30.10.22

Mulheres, vida, liberdade

 


«Nika Shakarami, Sarina Esmail¬zadeh, Ashra Panahi. Jovens iranianas de 16 anos. Corajosas. Mártires. Espancadas até à morte pelas forças de segurança durante os protestos que eclodiram no Irão na sequência da morte de Mahsa Amini, em setembro, três dias depois de ter sido detida pela polícia dos costumes em Teerão por usar incorretamente o hijab.

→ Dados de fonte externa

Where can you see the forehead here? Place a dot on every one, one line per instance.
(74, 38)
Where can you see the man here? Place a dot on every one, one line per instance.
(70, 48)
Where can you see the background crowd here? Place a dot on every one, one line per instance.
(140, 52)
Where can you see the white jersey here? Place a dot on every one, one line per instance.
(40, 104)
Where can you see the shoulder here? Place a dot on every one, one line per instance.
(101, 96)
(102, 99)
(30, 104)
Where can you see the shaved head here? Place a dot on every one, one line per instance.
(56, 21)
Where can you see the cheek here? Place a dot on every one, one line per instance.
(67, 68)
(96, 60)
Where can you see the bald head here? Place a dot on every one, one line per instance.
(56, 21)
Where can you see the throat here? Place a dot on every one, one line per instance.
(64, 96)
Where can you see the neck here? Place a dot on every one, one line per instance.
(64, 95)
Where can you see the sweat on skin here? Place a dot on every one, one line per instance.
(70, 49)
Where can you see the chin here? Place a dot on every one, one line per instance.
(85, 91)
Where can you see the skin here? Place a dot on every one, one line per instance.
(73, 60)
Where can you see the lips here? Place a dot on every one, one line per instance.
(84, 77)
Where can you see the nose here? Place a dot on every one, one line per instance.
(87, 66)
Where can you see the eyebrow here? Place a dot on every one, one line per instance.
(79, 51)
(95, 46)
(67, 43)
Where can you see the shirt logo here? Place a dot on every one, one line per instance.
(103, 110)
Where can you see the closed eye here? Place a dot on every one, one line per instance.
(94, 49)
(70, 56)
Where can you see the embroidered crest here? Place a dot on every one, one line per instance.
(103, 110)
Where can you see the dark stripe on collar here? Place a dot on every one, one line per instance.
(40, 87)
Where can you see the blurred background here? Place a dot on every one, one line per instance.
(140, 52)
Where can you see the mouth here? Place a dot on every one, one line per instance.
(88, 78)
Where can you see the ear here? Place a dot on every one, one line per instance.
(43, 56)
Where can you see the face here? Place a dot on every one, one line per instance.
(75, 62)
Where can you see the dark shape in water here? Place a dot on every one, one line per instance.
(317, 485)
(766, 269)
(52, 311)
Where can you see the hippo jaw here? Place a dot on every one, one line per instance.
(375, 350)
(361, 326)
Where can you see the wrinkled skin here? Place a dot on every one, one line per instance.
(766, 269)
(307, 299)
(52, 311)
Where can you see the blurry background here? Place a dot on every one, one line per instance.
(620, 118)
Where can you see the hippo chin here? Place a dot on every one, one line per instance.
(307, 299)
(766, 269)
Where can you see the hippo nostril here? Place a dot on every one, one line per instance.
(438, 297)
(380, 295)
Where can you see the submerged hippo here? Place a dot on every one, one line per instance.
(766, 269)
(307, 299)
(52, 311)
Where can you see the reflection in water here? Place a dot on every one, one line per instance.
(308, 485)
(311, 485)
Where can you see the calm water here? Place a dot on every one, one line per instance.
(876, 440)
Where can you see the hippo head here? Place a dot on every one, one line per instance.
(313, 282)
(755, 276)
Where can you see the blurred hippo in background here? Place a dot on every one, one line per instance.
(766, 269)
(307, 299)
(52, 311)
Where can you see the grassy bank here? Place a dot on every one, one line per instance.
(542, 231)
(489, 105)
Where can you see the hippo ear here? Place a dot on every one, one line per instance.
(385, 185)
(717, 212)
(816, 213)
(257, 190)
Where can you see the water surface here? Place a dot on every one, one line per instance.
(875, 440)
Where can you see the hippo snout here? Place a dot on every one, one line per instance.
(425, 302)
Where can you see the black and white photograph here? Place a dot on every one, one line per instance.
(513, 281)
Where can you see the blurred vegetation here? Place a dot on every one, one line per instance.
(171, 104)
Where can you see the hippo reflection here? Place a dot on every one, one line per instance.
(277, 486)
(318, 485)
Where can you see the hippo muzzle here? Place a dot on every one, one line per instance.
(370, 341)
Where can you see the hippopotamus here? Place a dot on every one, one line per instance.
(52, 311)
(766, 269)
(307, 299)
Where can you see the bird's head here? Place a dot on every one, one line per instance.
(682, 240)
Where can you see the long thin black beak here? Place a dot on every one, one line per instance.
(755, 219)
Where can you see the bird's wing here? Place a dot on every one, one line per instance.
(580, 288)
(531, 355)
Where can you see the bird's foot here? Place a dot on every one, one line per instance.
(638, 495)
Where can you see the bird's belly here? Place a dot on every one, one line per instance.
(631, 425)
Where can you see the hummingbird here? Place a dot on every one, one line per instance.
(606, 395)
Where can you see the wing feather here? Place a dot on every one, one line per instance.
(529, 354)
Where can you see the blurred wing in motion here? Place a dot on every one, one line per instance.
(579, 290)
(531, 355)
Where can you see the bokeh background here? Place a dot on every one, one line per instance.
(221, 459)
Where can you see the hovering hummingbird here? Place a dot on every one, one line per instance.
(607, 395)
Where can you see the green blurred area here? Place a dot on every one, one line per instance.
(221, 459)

Jovens, quase ainda crianças, só pretendiam ter uma vida normal. Ousaram lutar pelo elementar direito de serem tratadas como cidadãs plenas e iguais, sem imposições desumanas e intoleráveis limitações à sua liberdade apenas por serem mulheres. Tornaram-se símbolos da luta contra o regime teocrático dos ayatollahs, luta que estoicamente se mantém há mais de um mês nas escolas, nas faculdades, nas ruas das cidades iranianas.

Mais de 200 pessoas já morreram, entre as quais pelo menos 23 crianças, e mais de mil pessoas foram detidas desde que começaram os protestos. Mulheres de todas as idades tiram os véus e cortam o cabelo em sinal de protesto, na rua, em locais públicos e nas redes sociais. Exemplos inspiradores de coragem, altruísmo, força moral e firmeza de caráter.

No Afeganistão, os talibãs dizimaram os direitos das mulheres desde que, em agosto de 2021, retomaram o controlo do país — o mundo viu esse momento com emoção, mas depressa se esqueceu das mulheres afegãs. Mulheres privadas do direito à educação, ao trabalho, à liberdade, sujeitas a violências indizíveis, a detenções, tortura e morte, como reporta o “Relatório” da Amnistia Internacional publicado em julho 2022.

Nestes, como noutros países, no Médio Oriente como em África, mas também no Paquistão, na Índia, no Bangladesh, as mulheres são discriminadas, impedidas de estudar e de trabalhar, privadas de liberdade, forçadas a casar em meninas, a engravidar e a abortar, humilhadas, assediadas, vendidas, trocadas, abusadas sexualmente, violadas, lapidadas, torturadas, mortas.

Também em países ocidentais, como a Polónia, as mulheres são condenadas à morte quando lhes é negado um aborto, mesmo em caso de perigo para a sua própria vida, como aconteceu em janeiro deste ano a Agnieszka T, de 37 anos, a quem foi negado um aborto depois da morte de um dos fetos numa gravidez gemelar.

E o que fazemos? Indignamo-nos, solidarizamo-nos, manifestamo-nos, mimetizamos gestos em sinal de apoio (como a eurodeputada sueca que cortou o cabelo quando discursava no Parlamento Europeu). A União Europeia aprovou algumas sanções a individualidades e organizações do Irão. É pouco. Muito pouco.

É preciso impor sanções diplomáticas, económicas, comerciais e desportivas aos Estados que violam frontal e sistematicamente direitos humanos, boicotar o acesso dos seus líderes e grupos económicos a centros de decisão política e de comércio internacional e apoiar as organizações que ajudam as vítimas, fazendo chegar ajuda humanitária ao terreno. Gostaria de ver Portugal erguer mais a sua voz nesse sentido.

É preciso cumprir e fazer cumprir a Declaração Universal dos Direitos Humanos e tirar a ONU da paralisia em que se encontra, nesta como noutras matérias. A comunidade internacional não pode continuar a tratar a violação sistemática dos direitos das mulheres como um assunto interno dos Estados.

E, já agora: boicotar o Mundial do Catar. Pelos direitos das mulheres, dos homossexuais, dos trabalhadores forçados reduzidos à escravatura… Mas isso é assunto para um próximo artigo.»